The aim of this vignette is provide an introduction to the stgam package and demonstrates how to construct a spatially vary coefficient (SVC) model and spatial and temporally varying (STVC) model using the stgam package. Essentially stgam provides a wrapper for constructing GAMs with Gaussian Process (GP) smooths or splines, that are parameterised with location for SVCs and with location and time for STVCs. The key ideas underpinning the development of SVCs with GAMs in the stgam package and this vignette are:

  1. Standard linear regression assumes that predictor-to-response relationships to be the same throughout the study area.
  2. This is often not the case when when location is considered, for example of outliers.
  3. Many geographic processes have a Gaussian form when they are examined over 2-dimensional space, as they essentially exhibit distance decay.
  4. The GAMs can include smooths or splines of different forms. One such form is a Gaussian Process (GP) spline.
  5. GP splines can be specified to model non-linearity (wiggliness) over geographic space if location is included with the covariate.
  6. A GAM with GP splines parameterised by location - a Geographic GP GAM or GGP-GAM - defines a spatially varying coefficient (SVC) model.
  7. This can be extended to time and space-time.

The approach is presented in outline below, but detail of the SVCs, TVCs and STVCs constructed using GAMs with GP smooths, and the evolution of their application from spatial models to space-time coefficient modelling can be found in Comber, Harris, and Brunsdon (2024) and Comber et al. (submitted). In this, the concept of a Gaussian Process (Wood 2020) is important in the context of regression modelling. It provides a data model of the likelihood that a given data set is generated given a statistical model involving some unknown parameters and in regression modelling, the unknown parameters are the regression parameters. These are described formally in Comber, Harris, and Brunsdon (2024) and Comber et al. (submitted).

One final comment is that in this vignette you will all of the varying coefficient models you create assume that spatial, temporal or spatio-temporal dependencies are present in the data.
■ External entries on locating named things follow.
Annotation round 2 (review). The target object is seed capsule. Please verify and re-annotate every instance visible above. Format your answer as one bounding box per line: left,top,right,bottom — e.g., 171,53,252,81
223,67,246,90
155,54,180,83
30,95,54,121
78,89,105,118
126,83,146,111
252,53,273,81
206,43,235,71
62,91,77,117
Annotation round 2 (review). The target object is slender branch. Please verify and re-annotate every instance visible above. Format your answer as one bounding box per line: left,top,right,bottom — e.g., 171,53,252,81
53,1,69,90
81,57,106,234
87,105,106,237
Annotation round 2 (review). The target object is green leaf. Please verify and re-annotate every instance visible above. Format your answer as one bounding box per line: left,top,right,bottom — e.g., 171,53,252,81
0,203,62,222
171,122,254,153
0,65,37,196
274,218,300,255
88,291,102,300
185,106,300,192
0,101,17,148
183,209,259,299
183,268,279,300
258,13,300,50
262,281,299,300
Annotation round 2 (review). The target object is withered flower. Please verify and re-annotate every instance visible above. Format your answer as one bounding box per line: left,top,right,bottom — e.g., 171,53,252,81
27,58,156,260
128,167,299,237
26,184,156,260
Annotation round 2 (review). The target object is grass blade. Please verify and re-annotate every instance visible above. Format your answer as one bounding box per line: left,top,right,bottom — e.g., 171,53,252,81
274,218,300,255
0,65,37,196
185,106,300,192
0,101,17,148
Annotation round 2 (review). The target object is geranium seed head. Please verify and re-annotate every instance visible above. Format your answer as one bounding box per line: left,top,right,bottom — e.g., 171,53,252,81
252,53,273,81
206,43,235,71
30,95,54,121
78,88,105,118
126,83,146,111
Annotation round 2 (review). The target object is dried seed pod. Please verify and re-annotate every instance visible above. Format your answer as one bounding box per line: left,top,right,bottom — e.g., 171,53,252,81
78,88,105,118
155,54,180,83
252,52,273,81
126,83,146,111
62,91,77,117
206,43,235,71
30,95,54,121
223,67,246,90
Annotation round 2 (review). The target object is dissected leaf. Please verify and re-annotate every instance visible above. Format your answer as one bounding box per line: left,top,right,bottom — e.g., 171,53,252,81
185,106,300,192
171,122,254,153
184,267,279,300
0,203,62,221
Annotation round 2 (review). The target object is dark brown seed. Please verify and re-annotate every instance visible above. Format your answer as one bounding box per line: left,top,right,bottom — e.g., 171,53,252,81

This may not be the case and these assumptions are examined in detail in the second vignette in the stgam package.

In this vignette you will:

Data and Packagees

You should install the stgam package:

remotes::install_github("lexcomber/stgam")

And then make sure the required packages and data are loaded:

# load the packages
library(stgam)
library(cols4all)   # for nice shading in graphs and maps
library(cowplot)    # for managing plots
library(dplyr)      # for data manipulation 
library(ggplot2)    # for plotting and mapping
library(glue)       # for model construction 
library(mgcv)       # for GAMs
library(sf)         # for spatial data
library(doParallel) # for parallelising operations
library(purrr)      # for model construction
library(tidyr)      # for model construction 
# load the data 
data(productivity)
data(us_data) 

The productivity data is annual economic productivity data for the 48 contiguous US states (with Washington DC merged into Maryland), for years 1970 to 1985 (17 years). This was extracted from the plm package (Croissant, Millo, and Tappe 2022). The us_data is a spatial dataset of the US states in a USA Contiguous Equidistant Conic projection (ESRI:102005) from the spData package (Bivand, Nowosad, and Lovelace 2019). The productivity data includes locational information of the state geometric centroid in the same projection. The code below maps the X and Y locations in productivity along with the US state areas.

ggplot() +  geom_sf(data = us_data, fill = NA) +
  geom_point(data = productivity |> filter(year == "1970"), aes(x = X, y = Y)) +
  theme_bw() + ylab("") + xlab("")
The US States and the geoemtric centroids used as locations.
The US States and the geoemtric centroids used as locations.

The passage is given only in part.